Ed Sheeran räumt drei Preise ab

Die Debatte trübt die Stimmung, die anderen Auftritte werden wohl weniger in Erinnerung bleiben – obwohl überraschend viele internationale Stars zur Echo-Gala nach Berlin gekommen sind. Zum Auftritt von Luis Fonsi gesellt sich überraschend Helene Fischer, die ihren 17. Preis gewinnt. Der bislang immer nur nominierte Mark Forster gewinnt seinen ersten Preis als Künstler Pop National.

Aber nicht alles glänzt wie der goldene Teppich, über den die Stars vor der Show gegangen waren. Der große Gewinner des Abends ist Popstar Ed Sheeran, der drei Preise abräumt, sich allerdings nur per Videobotschaft aus Japan bedankt.

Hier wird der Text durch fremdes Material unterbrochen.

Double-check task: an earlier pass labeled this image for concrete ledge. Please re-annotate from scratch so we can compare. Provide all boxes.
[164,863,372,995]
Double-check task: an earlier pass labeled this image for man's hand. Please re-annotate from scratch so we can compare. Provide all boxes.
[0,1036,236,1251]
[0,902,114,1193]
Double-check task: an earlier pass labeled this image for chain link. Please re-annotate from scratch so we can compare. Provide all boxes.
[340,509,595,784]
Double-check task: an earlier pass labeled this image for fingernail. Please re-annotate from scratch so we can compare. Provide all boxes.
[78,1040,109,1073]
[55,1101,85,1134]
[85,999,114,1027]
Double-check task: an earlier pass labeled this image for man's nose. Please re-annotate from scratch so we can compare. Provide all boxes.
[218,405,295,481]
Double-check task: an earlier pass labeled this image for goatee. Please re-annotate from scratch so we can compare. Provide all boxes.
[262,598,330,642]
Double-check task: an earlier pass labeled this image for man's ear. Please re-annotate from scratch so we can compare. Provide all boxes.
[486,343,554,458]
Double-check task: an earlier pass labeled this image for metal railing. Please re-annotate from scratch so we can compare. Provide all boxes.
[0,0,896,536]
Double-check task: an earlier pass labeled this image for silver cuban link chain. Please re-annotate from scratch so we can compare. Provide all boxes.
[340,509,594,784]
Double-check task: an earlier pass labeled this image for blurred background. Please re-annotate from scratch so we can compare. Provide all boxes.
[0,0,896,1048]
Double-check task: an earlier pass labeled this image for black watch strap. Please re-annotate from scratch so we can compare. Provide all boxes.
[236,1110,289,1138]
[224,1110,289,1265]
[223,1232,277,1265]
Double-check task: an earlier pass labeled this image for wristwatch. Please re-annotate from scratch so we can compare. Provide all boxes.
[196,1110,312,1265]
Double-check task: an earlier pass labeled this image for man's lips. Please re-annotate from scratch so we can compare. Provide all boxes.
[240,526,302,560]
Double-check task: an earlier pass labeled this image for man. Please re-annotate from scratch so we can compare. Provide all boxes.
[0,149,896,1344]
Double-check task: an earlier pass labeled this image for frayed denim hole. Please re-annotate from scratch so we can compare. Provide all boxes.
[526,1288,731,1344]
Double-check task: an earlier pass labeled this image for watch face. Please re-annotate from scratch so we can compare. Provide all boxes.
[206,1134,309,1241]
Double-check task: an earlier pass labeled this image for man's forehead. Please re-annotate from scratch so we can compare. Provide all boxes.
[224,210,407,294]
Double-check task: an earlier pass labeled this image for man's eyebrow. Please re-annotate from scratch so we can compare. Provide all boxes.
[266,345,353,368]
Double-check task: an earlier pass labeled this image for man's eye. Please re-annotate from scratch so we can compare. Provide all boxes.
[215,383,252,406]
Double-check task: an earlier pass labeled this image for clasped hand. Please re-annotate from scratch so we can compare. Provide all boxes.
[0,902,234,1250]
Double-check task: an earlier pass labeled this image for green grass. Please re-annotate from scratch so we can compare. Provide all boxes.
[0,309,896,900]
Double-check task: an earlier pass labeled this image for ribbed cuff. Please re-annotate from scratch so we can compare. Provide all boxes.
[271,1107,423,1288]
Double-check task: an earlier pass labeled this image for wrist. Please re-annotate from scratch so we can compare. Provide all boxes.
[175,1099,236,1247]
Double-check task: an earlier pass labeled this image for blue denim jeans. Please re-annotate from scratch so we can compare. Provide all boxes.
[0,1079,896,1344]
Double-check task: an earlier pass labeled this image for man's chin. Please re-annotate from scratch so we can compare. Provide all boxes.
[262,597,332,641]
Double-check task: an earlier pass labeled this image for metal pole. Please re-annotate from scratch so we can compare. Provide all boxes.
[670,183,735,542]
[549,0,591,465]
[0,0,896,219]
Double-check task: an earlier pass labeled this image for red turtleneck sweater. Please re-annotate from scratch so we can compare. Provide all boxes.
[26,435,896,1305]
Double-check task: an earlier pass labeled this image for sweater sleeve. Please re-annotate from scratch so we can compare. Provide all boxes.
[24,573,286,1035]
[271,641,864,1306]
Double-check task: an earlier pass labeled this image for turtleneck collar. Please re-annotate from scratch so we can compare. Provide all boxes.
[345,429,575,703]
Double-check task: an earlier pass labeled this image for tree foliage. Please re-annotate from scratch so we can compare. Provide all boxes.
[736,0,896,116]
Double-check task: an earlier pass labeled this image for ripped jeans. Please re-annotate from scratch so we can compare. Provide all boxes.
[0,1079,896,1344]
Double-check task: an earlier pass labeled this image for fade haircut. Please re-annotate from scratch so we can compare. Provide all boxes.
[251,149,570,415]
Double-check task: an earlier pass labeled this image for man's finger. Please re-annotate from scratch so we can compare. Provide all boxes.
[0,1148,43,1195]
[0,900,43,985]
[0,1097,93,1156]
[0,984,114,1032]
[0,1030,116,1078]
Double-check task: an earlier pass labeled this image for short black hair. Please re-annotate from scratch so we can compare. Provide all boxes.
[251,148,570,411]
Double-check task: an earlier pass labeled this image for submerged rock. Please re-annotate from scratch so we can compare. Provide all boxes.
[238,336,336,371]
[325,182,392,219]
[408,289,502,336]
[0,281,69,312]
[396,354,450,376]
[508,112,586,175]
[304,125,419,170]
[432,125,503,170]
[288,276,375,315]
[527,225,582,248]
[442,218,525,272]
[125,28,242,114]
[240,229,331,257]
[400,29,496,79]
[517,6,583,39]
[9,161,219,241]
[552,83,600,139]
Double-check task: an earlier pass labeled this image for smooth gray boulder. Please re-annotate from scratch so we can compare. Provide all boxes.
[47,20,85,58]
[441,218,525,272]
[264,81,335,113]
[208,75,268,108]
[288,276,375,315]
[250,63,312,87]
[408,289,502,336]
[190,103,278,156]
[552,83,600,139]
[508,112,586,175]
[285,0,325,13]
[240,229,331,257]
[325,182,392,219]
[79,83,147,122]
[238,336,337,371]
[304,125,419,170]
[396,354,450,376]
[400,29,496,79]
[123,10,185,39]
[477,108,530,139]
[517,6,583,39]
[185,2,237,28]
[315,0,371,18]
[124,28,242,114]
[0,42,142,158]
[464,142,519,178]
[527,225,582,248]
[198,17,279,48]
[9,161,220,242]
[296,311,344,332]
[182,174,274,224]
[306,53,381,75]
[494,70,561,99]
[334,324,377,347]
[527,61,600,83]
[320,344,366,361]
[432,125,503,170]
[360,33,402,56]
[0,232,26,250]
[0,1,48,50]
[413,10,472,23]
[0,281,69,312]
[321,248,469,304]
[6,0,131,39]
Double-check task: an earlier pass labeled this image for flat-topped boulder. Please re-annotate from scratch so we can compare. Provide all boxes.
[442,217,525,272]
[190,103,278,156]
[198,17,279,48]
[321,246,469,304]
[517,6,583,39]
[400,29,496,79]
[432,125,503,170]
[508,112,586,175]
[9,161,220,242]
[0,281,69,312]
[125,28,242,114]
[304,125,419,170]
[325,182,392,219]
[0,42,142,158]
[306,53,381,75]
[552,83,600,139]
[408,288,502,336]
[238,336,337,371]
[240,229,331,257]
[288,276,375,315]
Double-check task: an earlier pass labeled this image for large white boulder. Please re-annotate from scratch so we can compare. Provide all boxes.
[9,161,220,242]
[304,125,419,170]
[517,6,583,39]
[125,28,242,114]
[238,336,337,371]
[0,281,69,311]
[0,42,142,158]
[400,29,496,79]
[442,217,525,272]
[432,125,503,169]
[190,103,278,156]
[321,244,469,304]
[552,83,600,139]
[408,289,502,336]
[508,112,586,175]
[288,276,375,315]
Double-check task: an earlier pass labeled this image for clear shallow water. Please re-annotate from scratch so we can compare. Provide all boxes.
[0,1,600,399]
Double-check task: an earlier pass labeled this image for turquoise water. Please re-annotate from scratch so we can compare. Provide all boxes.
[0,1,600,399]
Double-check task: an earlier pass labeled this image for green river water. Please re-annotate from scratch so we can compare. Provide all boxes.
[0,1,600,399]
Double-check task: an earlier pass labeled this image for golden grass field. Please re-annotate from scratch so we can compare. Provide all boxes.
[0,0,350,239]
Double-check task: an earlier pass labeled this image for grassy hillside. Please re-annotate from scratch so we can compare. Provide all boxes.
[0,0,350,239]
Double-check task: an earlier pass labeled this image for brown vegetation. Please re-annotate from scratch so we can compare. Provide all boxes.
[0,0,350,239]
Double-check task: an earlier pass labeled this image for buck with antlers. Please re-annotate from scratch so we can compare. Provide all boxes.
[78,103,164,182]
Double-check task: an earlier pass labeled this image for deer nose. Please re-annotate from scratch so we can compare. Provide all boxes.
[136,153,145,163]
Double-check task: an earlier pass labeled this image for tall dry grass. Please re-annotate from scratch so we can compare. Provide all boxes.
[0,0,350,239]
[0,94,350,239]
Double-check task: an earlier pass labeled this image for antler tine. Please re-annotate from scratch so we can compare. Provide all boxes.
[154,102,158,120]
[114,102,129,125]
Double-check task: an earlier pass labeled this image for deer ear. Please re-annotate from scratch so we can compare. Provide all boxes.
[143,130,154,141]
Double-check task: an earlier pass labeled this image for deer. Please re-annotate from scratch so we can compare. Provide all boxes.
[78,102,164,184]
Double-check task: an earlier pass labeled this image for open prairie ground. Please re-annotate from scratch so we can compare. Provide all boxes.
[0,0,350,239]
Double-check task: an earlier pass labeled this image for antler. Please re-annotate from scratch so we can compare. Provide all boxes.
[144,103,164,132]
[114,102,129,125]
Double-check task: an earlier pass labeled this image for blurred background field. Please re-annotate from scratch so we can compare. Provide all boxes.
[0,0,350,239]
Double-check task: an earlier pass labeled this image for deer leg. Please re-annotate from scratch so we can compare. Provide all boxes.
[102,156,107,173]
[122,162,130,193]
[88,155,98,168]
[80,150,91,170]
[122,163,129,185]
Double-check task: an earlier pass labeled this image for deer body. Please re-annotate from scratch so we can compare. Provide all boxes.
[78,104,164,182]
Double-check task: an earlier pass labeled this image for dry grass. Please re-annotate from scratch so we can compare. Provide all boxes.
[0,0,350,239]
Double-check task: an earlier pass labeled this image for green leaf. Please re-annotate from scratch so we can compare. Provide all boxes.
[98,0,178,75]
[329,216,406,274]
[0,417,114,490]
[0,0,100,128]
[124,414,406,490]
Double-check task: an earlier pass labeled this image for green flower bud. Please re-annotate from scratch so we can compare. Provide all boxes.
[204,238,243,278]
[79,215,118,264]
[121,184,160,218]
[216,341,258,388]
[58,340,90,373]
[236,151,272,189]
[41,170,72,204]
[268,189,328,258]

Einige der Künstler, die als Moderatoren eingespannt werden, wirken etwas verloren auf der Bühne. Der Newcomer National, Wincent Weiss, plaudert in einer Laudatio hauptsächlich von den Alkoholeskapaden der letzten Nacht.

Travestiekünstlerin Olivia Jones (48) machte Popstar Kylie Minogue (49) unterdessen einen Heiratsantrag. Natürlich nur zum Spaß. „Sie hat strahlend gelächelt, das deute ich mal als ja. Ich heiße jetzt Olivia Minogue“, sagte Jones. Und warum ausgerechnet Minogue?

„Ich habe ihr gesagt, dass ich es toll finde, dass sie sich so für Toleranz und die Rechte von Schwulen und Lesben einsetzt. Gerade heute, wo diese Rapper im Fokus standen, halte ich das für sehr wichtig.“

Die hitzige Debatte über künstlerische Freiheit und ihre Grenzen – und über den deutschen Rap, der kommerziell so erfolgreich ist, für manchen aber mitunter die Grenzen überschreitet. Sie wird wohl auch in den kommenden Tagen und Wochen Thema bleiben.

Alle Preisträger im Überblick:

•„Album des Jahres“: Ed Sheeran – Divide

•„Hit des Jahres“: Ed Sheeran – Perfect

•„Künstler Pop National“: Mark Forster – Tape

•„Künstlerin Pop National“: Alice Merton – No Roots

•„Band Pop National“: Milky Chance – Blossom

•„Schlager“: Helene Fischer – Helene Fischer

•„Volkstümliche Musik“: Santiano – Im Auge Des Sturms

•„Hip-Hop/Urban National“: Kollegah & Farid Bang – Jung Brutal Gutaussehend 3

•„Dance National“: Robin Schulz – Uncovered

•„Rock National“: Die Toten Hosen – Laune Der Natur

•„Künstler International“: Ed Sheeran – Divide

•„Künstlerin International“: P!nk – Beautiful Trauma

•„Band International“: Imagine Dragons – Evolve

•„Newcomer National“: Wincent Weiss – Irgendwas Gegen Die Stille

•„Newcomer International“: Luis Fonsi – Despacito & Mis Grandes Exitos

•„Kritikerpreis National“: Haiyti – Montenegro Zero

(bekö/dpa)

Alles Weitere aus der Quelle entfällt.